The Elephant in the Room: One Fat Man’s Quest to Get Smaller in a Growing America

  • By Tommy Tomlinson
  • Simon & Schuster
  • 256 pp.
  • Reviewed by Chris Rutledge
  • February 7, 2019

A thoughtful and sobering take on the meaning of obesity in the U.S.

The Elephant in the Room: One Fat Man’s Quest to Get Smaller in a Growing America

To get one thing out of the way, I myself am a large fellow. Lest one accuse me of insensitivity and fat-shaming, I can report that at 6 feet, 230-something pounds, I know a little about what the author faces. Of course, so do most Americans.

Weighing in at 400-plus pounds, Tommy Tomlinson, a sportswriter and columnist primarily at the Charlotte Observer and ESPN, clearly has a more difficult time than most of us.

The Elephant in the Room is at its strongest and elicits the most empathy when Tomlinson outlines the embarrassments he faces every day. The errand of buying clothing is fraught — he, like others his size, must shop at the kindly named “big and tall” stores, which are populated by people exiled from mainstream clothing outlets. They are “the quietest place I ever shopped — nothing but fat guys and their wives or mamas, everybody’s heads dipped in shame.”

It’s ironic that in a society so fashion and beauty obsessed, there is both an ample need for and a ready supply of stores that don’t fit the “norm.”

Likewise, at the fast-food joints where he gets his fix, the sheer volume of his order causes him to self-isolate. Rather than eat inside, he uses the drive-thru and stays in the parking lot:

“That’s where the junkies hang out. Alone in your car, you can get the double Whopper and the onion rings and the chocolate shake, and nobody knows but the cashier who hands you the bag.”

Tomlinson’s words ring true for those of us (perhaps even the majority of his readers) who have hidden their eating habits. He probably shouldn’t feel too much shame, though, as even the healthiest fast-food options are poor choices. Can his selections really be that much worse?
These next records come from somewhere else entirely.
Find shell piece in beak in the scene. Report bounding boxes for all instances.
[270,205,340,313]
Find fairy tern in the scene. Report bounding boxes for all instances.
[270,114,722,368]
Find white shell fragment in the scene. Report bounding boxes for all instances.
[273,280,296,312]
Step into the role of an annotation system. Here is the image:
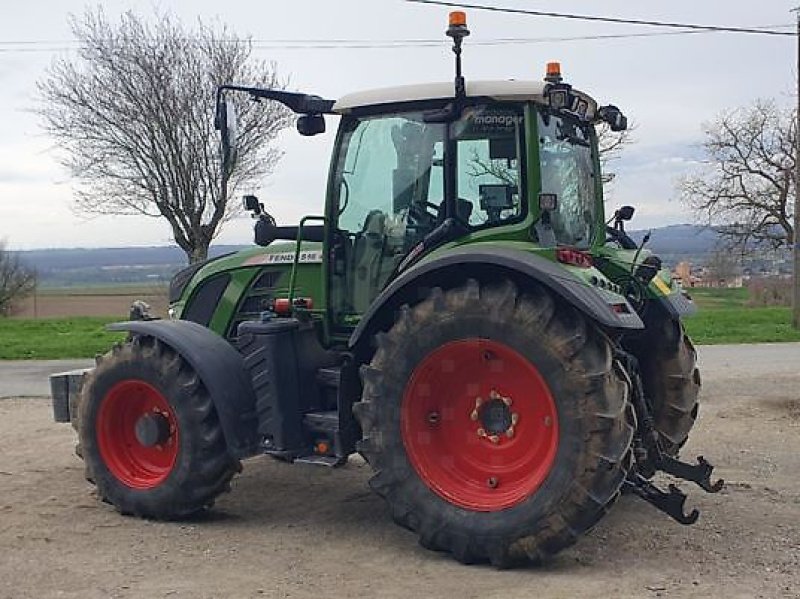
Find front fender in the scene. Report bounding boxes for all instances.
[107,320,259,458]
[349,246,644,348]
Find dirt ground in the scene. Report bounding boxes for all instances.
[0,344,800,599]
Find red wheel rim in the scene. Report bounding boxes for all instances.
[401,339,558,512]
[95,379,178,489]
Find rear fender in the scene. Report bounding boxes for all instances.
[349,246,644,353]
[107,320,260,458]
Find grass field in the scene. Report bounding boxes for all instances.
[0,289,800,360]
[0,316,125,360]
[14,285,167,320]
[685,288,800,344]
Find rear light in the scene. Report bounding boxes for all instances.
[272,297,314,316]
[556,248,594,268]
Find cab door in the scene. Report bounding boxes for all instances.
[326,112,445,330]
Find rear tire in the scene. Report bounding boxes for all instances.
[636,317,701,457]
[354,280,635,567]
[78,336,241,519]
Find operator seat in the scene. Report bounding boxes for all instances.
[350,210,386,314]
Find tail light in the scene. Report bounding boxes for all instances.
[556,248,594,268]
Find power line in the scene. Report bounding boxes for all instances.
[0,24,794,54]
[405,0,795,37]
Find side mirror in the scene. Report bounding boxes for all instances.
[214,98,239,173]
[242,195,264,215]
[614,206,635,220]
[597,104,628,131]
[254,212,279,247]
[297,114,325,137]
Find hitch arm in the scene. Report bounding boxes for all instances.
[622,473,700,525]
[658,454,725,493]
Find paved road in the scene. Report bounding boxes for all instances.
[0,360,94,399]
[0,343,800,399]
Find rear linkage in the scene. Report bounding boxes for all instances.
[614,350,725,524]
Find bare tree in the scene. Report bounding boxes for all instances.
[680,100,796,251]
[0,240,36,316]
[38,9,292,262]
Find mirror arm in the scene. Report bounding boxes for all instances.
[215,85,335,117]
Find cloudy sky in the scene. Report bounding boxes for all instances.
[0,0,797,249]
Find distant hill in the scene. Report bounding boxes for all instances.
[12,225,718,287]
[19,245,247,287]
[631,225,719,257]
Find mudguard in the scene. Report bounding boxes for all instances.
[107,320,260,458]
[349,245,644,348]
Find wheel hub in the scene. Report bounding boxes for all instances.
[469,389,519,443]
[134,412,170,447]
[401,338,558,511]
[95,379,180,489]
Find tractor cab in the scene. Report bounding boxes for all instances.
[217,53,627,331]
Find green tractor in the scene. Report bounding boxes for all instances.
[54,12,722,567]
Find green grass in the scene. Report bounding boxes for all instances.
[0,289,800,360]
[684,288,800,344]
[0,317,125,360]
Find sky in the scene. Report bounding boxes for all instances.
[0,0,797,249]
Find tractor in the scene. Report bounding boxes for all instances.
[51,11,722,567]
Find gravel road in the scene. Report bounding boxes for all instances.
[0,344,800,599]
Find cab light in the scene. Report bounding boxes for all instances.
[448,10,467,27]
[544,61,561,83]
[556,248,594,268]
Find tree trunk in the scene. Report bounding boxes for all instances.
[186,240,209,264]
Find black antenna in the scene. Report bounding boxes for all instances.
[446,10,469,100]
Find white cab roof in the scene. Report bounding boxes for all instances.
[333,79,552,114]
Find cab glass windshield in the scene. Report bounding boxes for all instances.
[539,113,597,247]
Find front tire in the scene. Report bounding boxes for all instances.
[635,317,701,457]
[79,337,240,519]
[355,281,635,567]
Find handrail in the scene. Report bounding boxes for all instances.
[289,215,325,310]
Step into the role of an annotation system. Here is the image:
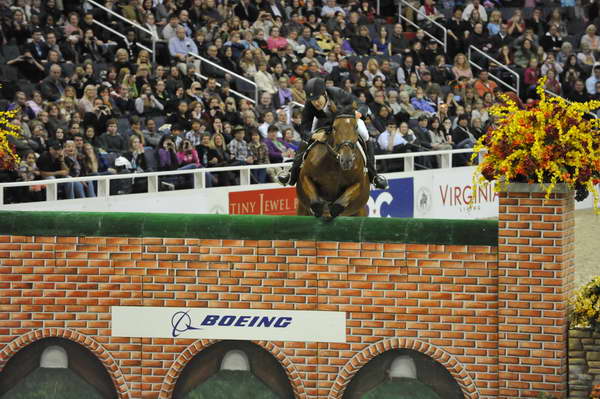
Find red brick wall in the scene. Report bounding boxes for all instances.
[498,192,575,398]
[0,194,573,399]
[0,236,497,398]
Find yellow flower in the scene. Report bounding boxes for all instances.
[0,111,21,169]
[473,78,600,212]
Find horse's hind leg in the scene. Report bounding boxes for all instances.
[329,182,362,217]
[296,201,312,216]
[300,173,325,217]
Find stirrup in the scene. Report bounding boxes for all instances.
[373,175,389,190]
[277,170,292,187]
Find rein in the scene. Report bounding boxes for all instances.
[323,114,357,159]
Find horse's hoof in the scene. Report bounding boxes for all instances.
[310,202,325,218]
[329,203,346,218]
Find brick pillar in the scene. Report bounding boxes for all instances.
[498,184,575,399]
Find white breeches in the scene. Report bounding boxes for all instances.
[356,118,369,142]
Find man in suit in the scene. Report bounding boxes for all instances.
[233,0,258,24]
[25,28,50,61]
[277,78,388,190]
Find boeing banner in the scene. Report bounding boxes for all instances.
[111,306,346,343]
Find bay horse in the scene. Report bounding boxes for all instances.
[296,114,370,220]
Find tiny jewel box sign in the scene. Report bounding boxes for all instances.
[111,306,346,343]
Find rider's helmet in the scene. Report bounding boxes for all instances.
[304,78,327,101]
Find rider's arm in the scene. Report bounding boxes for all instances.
[299,102,315,141]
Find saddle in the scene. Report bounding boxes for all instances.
[302,128,367,169]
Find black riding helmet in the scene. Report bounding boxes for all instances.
[304,78,327,101]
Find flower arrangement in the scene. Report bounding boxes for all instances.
[570,276,600,328]
[0,111,20,170]
[473,78,600,209]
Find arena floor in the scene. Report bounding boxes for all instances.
[575,209,600,288]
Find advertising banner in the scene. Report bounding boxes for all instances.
[414,167,498,219]
[111,306,346,343]
[229,187,297,215]
[367,177,414,218]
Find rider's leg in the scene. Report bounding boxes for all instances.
[356,118,388,190]
[277,140,309,186]
[365,140,388,190]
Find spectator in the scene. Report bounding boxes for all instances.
[474,69,498,97]
[350,25,373,56]
[169,26,198,74]
[97,119,128,155]
[585,64,600,96]
[36,141,76,199]
[540,24,564,53]
[462,0,487,22]
[579,25,600,51]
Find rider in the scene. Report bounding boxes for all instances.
[277,78,388,190]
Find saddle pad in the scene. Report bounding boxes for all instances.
[302,141,367,173]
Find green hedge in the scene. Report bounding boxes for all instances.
[0,211,498,246]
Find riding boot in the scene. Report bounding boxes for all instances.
[277,140,309,186]
[366,140,388,190]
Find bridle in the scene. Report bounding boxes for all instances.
[325,114,358,159]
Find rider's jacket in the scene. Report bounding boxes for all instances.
[300,87,385,141]
[300,87,356,141]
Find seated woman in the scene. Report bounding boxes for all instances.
[248,129,274,184]
[123,134,148,173]
[19,151,44,202]
[64,140,96,198]
[209,133,235,186]
[135,84,165,118]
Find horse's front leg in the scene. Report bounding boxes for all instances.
[300,173,326,218]
[329,182,362,218]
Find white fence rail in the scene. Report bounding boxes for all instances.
[0,149,481,207]
[468,46,521,95]
[188,52,258,104]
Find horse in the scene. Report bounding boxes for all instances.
[296,114,370,220]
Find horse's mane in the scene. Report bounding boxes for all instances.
[334,98,358,118]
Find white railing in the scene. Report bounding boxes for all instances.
[544,89,598,119]
[398,0,448,52]
[188,52,258,104]
[0,148,482,207]
[468,46,521,95]
[87,0,158,63]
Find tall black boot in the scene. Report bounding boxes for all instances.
[366,140,388,190]
[277,140,309,186]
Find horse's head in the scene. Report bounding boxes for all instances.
[331,115,358,170]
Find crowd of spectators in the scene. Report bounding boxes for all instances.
[0,0,600,200]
Tomlinson’s size leaves him vulnerable and lonely, even in a crowd. He writes, “I just can’t shake the feeling that I’m in the way.” As people of size navigate through society, it’s as if they can’t get out of their own way — or away from the idealized images they’re faced with.

So who’s to blame for his circumstances? Is it his beloved father, who plied him with fatty, unhealthy food? Or is it a society of “easy and cheap junk food”? Maybe is it Tomlinson himself, who perpetuates a cycle of immaturity he can’t shake: “Something deep inside of me refuses to grow up,” he writes.  

Tomlinson’s doctor tells him, “Ninety-one percent of people who are overweight end up getting larger instead of smaller.” He reports that “seventy-nine million American adults — forty percent of women, and thirty-five percent of men — qualify as obese.”

So who needs to adapt: Tomlinson or the world? He ultimately concludes that it is he. Accepting his weight “feels like giving myself permission to live the life that’s destroying me. The world doesn’t fit me because I’m not supposed to be this big.” 

Tomlinson draws us into his struggle throughout the book. So many of us face the day-to-day challenge of making healthy food choices when there are abundant super-sized options that tempt us. Other than the scale of his weight problem, he could be describing most people.

If there’s a fault to this book, it’s that Tomlinson spends too much time on extraneous asides and exposition that really don’t advance his story. Perhaps he intends to demonstrate the underlying emotional conflicts that drive him to eat, but it often feels bloated.

As we reach the end, we find ourselves rooting for Tomlinson and, by extension, ourselves. We hope he can lose the weight and keep it off. In a postscript, he reports that he has lost more than 80 pounds over three years, which is wonderful. He remains, however, well over 300 pounds.

His fight continues, as does ours.

Chris Rutledge is a husband, father, writer, nonprofit professional, and community member living in Silver Spring, MD.